Simulating data to explore page speed performance

We may be inundated with data but sometimes collecting it can be a challenge in and of itself. A few reasons off the top of my head:

Sparsity
Difficult to measure
Impractical to devote company resources to it
Lack of technical expertise to actually build or acquire it
Lazy (yours truly - except for that one time)

Through simulation we can generate our own dataset with the added benefit of fully understanding what features we choose to put in our models (or leave out).

In fact, a few of the machine learning models I wrote and put into production at work are based on simulated data!

This article will provide a quick walkthrough in getting you up and running using #rstats.

Background

I am in the market for a smart camera so while shopping online I also compiled some page speed data for a few eCommerce websites. You can follow along with the data here:

library(tidyverse)
library(scales)
library(knitr)
library(kableExtra)

df <- read_csv("https://raw.githubusercontent.com/Eeysirhc/random_datasets/master/page_speed_benchmark.csv")

# VIEW RANDOM SAMPLE
df_sample <- df %>% 
  sample_n(10)

website	page_type	product	time_to_interactive
Smarthome	Category	Electrical	9.8
Home Depot	Category	Sensors	25.1
IKEA	Category	Entertainment	9.8
Smarthome	Category	Sensors	9.8
Smarthome	Category	Electrical	8.9
Amazon	Category	Sensors	7.1
Walmart	Category	Sensors	15.9
Amazon	Home		10.4
Amazon	Category	Sensors	7.1
BestBuy	Category	Sensors	29.4

I used Google Chrome’s built-in page audit (Lighthouse) to log the time for each website, page type and product category.

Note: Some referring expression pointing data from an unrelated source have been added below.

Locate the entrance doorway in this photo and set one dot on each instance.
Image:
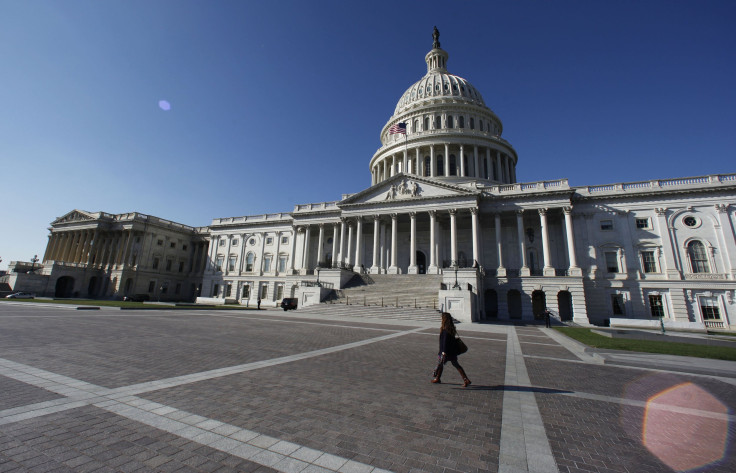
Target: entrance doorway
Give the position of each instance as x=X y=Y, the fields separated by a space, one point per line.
x=421 y=262
x=539 y=304
x=491 y=303
x=514 y=303
x=64 y=287
x=564 y=302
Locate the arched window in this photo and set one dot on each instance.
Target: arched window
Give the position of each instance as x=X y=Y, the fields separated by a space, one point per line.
x=698 y=257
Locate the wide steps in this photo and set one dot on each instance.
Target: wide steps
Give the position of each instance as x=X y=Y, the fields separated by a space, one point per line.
x=356 y=311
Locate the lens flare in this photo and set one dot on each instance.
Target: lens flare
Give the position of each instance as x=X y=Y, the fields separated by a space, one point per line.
x=685 y=427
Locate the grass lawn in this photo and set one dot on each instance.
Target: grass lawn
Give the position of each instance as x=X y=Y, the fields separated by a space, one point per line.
x=584 y=335
x=126 y=304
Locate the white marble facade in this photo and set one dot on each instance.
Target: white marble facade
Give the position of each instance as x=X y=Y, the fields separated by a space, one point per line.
x=443 y=196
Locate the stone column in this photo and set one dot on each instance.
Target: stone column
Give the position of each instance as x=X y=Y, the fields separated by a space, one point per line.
x=394 y=269
x=447 y=160
x=359 y=242
x=334 y=245
x=341 y=258
x=432 y=243
x=305 y=253
x=574 y=270
x=727 y=235
x=669 y=253
x=548 y=269
x=476 y=171
x=462 y=162
x=453 y=237
x=413 y=243
x=348 y=259
x=320 y=242
x=474 y=229
x=292 y=250
x=432 y=164
x=524 y=270
x=501 y=270
x=376 y=232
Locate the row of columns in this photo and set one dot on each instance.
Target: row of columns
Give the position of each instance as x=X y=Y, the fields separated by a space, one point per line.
x=342 y=253
x=495 y=165
x=95 y=248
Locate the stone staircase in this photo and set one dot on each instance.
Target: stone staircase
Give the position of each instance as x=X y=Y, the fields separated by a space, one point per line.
x=391 y=313
x=397 y=296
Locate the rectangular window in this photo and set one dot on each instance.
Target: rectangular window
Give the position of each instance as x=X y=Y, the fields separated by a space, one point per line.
x=649 y=262
x=617 y=303
x=656 y=306
x=642 y=223
x=709 y=308
x=611 y=261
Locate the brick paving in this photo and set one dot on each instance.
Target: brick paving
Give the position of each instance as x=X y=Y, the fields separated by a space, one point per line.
x=126 y=391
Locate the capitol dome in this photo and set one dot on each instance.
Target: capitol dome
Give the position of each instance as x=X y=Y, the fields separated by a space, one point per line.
x=442 y=128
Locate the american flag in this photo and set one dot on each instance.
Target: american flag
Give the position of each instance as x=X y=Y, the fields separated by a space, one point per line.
x=399 y=128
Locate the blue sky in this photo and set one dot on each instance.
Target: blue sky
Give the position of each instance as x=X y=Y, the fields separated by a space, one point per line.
x=279 y=103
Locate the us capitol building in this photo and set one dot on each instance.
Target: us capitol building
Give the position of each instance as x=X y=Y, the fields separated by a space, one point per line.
x=445 y=211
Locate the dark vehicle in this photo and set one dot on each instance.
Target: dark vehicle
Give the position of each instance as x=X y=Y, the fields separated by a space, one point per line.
x=27 y=295
x=289 y=303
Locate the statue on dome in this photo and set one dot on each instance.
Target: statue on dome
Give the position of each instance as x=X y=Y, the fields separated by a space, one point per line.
x=436 y=38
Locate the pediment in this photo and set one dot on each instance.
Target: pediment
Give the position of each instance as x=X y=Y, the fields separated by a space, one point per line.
x=403 y=187
x=74 y=216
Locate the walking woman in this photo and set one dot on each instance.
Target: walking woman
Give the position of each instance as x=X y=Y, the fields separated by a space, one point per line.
x=448 y=350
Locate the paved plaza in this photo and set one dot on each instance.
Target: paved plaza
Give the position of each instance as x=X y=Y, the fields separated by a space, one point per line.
x=258 y=391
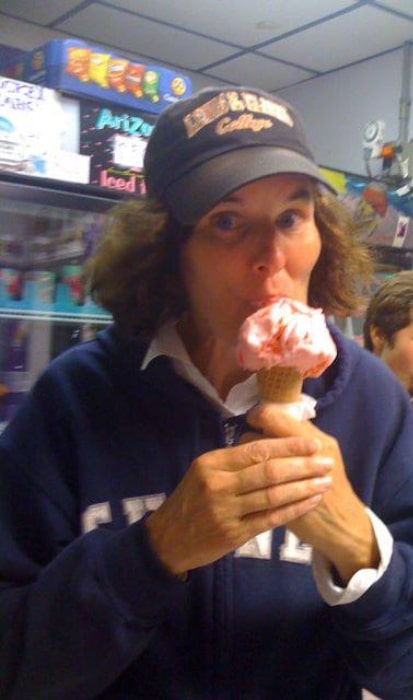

There are other page speed metrics but for educational purposes we’ll just focus on using time_to_interactive.

Lets pose the question: which site is fastest in terms of time_to_interactive?

Standard approach

One way to answer that question is to create descriptive statistics by computing the averages, finding the percent difference from the fastest site and then calling it a day.

df_standard <- df %>% 
  filter(page_type != 'Home') %>% 
  group_by(website) %>% 
  summarize(time_interactive = mean(time_to_interactive)) %>% 
  ungroup() %>% 
  arrange(time_interactive) %>% 
  mutate(slower_than_amazon = round((time_interactive / 7.59 - 1) * 100, 0),
         slower_than_amazon = paste0(slower_than_amazon, "%"))

website	time_interactive	slower_than_amazon
Amazon	7.59000	0%
IKEA	9.44000	24%
Smarthome	9.44375	24%
Walmart	16.63077	119%
Target	21.36667	182%
Home Depot	25.20000	232%
BestBuy	31.23077	311%

However, there is a problem - sample size!

df_size <- df %>% 
  filter(page_type != 'Home') %>% 
  group_by(website) %>% 
  summarize(time_interactive = mean(time_to_interactive),
            count = n()) %>% 
  ungroup() %>% 
  arrange(desc(count))

website	time_interactive	count
Smarthome	9.44375	16
BestBuy	31.23077	13
Walmart	16.63077	13
Amazon	7.59000	10
Home Depot	25.20000	10
Target	21.36667	6
IKEA	9.44000	5

eCommerce sites have hundreds of thousands of pages so how can we be so certain our summary captures actual page speed performance? Perhaps adding in a confidence interval?

At a more granular level, IKEA and Smarthome have exactly the same average time_to_interactive of 9.44 seconds but I recorded fewer samples with the former - which site is actually faster?

df %>% 
  filter(website %in% c('IKEA', 'Smarthome')) %>% 
  ggplot(aes(website, time_to_interactive, color = website)) +
  geom_point(show.legend = FALSE, size = 5, alpha = 0.5) +
  geom_hline(yintercept = 9.44, lty = 2, color = 'red') +
  scale_color_manual(values = cbPalette3) +
  scale_y_continuous(limits = c(0, 15)) +
  labs(x = NULL, y = "Time to Interactive (seconds)",
       subtitle = "Dashed line represents average of 9.44s")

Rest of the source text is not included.